His Badge is below :


© IWM(EPH 684)

The book published below on the ‘British Sumatra Battalion’  is based on the secret diary kept by Captain Dudley Apthorp, their commanding officer, at great risk to himself, and carried from camp to camp in a hollowed out bamboo. It also includes the recollections in their own words, of several of the POWs.
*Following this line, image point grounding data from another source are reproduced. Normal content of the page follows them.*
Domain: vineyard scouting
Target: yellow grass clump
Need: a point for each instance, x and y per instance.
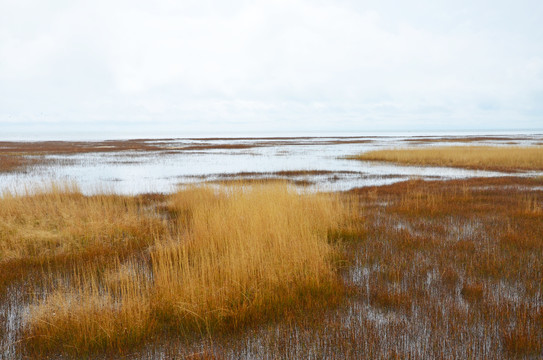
(239, 255)
(511, 158)
(58, 221)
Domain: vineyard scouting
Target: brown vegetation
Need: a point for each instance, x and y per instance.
(474, 157)
(231, 258)
(430, 269)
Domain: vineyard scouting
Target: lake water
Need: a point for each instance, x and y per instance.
(132, 172)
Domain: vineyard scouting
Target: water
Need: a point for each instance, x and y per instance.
(133, 172)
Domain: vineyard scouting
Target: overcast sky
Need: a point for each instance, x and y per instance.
(206, 67)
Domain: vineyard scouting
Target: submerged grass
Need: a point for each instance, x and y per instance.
(427, 269)
(510, 158)
(235, 257)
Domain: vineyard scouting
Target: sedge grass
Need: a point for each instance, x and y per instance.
(510, 158)
(239, 256)
(57, 221)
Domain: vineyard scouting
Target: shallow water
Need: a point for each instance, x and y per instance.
(132, 172)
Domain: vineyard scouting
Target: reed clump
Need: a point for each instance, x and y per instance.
(57, 221)
(510, 158)
(237, 256)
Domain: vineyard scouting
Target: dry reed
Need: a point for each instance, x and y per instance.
(510, 158)
(238, 256)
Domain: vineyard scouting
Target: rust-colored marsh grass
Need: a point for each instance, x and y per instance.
(510, 158)
(412, 270)
(57, 221)
(236, 256)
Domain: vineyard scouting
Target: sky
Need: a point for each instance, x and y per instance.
(175, 68)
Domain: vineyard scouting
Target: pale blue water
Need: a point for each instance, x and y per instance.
(133, 172)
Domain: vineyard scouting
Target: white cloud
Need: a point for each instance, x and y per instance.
(245, 65)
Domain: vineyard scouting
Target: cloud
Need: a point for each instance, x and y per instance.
(251, 65)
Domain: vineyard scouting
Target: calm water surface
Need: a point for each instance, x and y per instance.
(132, 172)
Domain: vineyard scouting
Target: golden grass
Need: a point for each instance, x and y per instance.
(238, 256)
(57, 221)
(509, 158)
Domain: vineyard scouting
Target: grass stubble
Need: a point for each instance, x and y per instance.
(499, 158)
(429, 269)
(213, 261)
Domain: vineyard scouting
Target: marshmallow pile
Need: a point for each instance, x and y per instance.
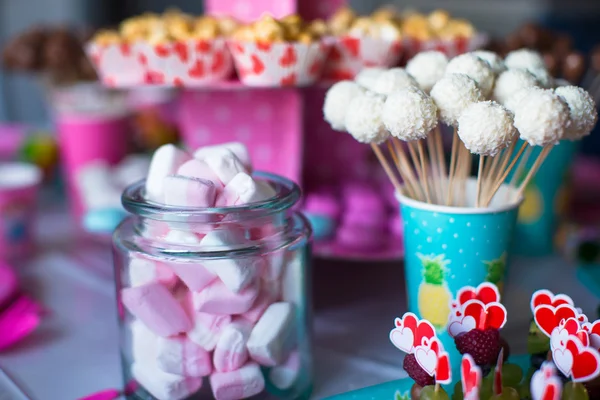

The diary and private papers of Captain Dudley Apthorp are also in the IWM.

The citation reads:

Ms diary (47pp), April 1944 – September 1945, with ts cyclostyled transcript, and a post-war report (36pp) and other papers compiled during his service with the Royal Norfolk Regiment, describing in detail the history of the British Sumatra Battalion, a group of 500 British Army and Royal Air Force personnel selected from the 1200 captured at Medan, Sumatra on 17 March 1942 as overseas working parties, based in the following prisoner of war camps in Burma: Mergui (May – August 1942), Tavoy (August – October 1942), Hlepauk (October 1942 – January 1943), Tahyzin (January – March 1943), Thetkaw (March – April 1943), Kunkwat Kwai (April – May 1943), Hlepauk (May 1943), Retpu (May – July 1943) and Taungsan (July – November 1943); in Thailand: Chaungena 114 Kilometre Camp (November 1943 – January 1944), Kanchanaburi (January – March 1944) and Tamarkan (March 1944); and in Saigon, French Indo China (April 1944 – March 1945). Because of illness, deaths and Japanese reorganisations the Battalion was split several times, but divided finally into officers (Kanchanaburi) and other ranks (Saigon) in March 1944. Held with the collection are an ms nominal roll (64pp), with ts transcript (26pp), of the Battalion, giving each person’s fate, an ms record (4pp) made at the time by Apthorp of Lieutenant Colonel Magatoma’s speech as Commandant of Thanbyuzayat camp in October 1942, and an information leaflet dropped over Saigon by the Allied relief forces in 1945.